The vaccine is expected to be the most affordable on the market and will be the first made for export by Brazil. Currently, only India produces such vaccines.
‘Cheapest in the market’
The new vaccine will be developed by Bio-Manguinhos, a unit of the Oswaldo Cruz Foundation (Fiocruz), in Rio de Janeiro. It should be sold for $0.54 (£0.33) a dose. The partnership with the foundation of Microsoft founder Bill Gates was announced by the Brazilian Health Minister, Alexandre Padilha. “The agreement which we are signing provides more investment and guaranteed purchases, which makes it possible to export at the lowest cost,” he told reporters.

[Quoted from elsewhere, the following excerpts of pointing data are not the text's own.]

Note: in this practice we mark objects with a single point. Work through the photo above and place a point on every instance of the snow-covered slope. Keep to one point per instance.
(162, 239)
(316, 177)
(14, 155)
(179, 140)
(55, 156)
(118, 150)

The Brazilian government says it will build a brand new production plant in Rio de Janeiro, creating jobs and boosting expertise. The country already exports vaccines for 75 nations, but the measles and rubella vaccine will be the first produced exclusively for export. Bio-Manguinhos has been producing a combined measles, mumps and rubella vaccine since 2003, but its cost is prohibitive to many developing countries.
Measles is an infection caused by a virus, normally acquired in childhood. It is highly infectious, and can be spread by coughs and sneezes. The World Health Organisation says measles kills 158,000 people a year, most of them children under the age of five. Rubella, also called German measles, is also caused by a virus that is spread from person to person when an infected person coughs or sneezes. If a pregnant woman gets rubella during the first three months of pregnancy, her baby is at risk of having serious birth defects or dying.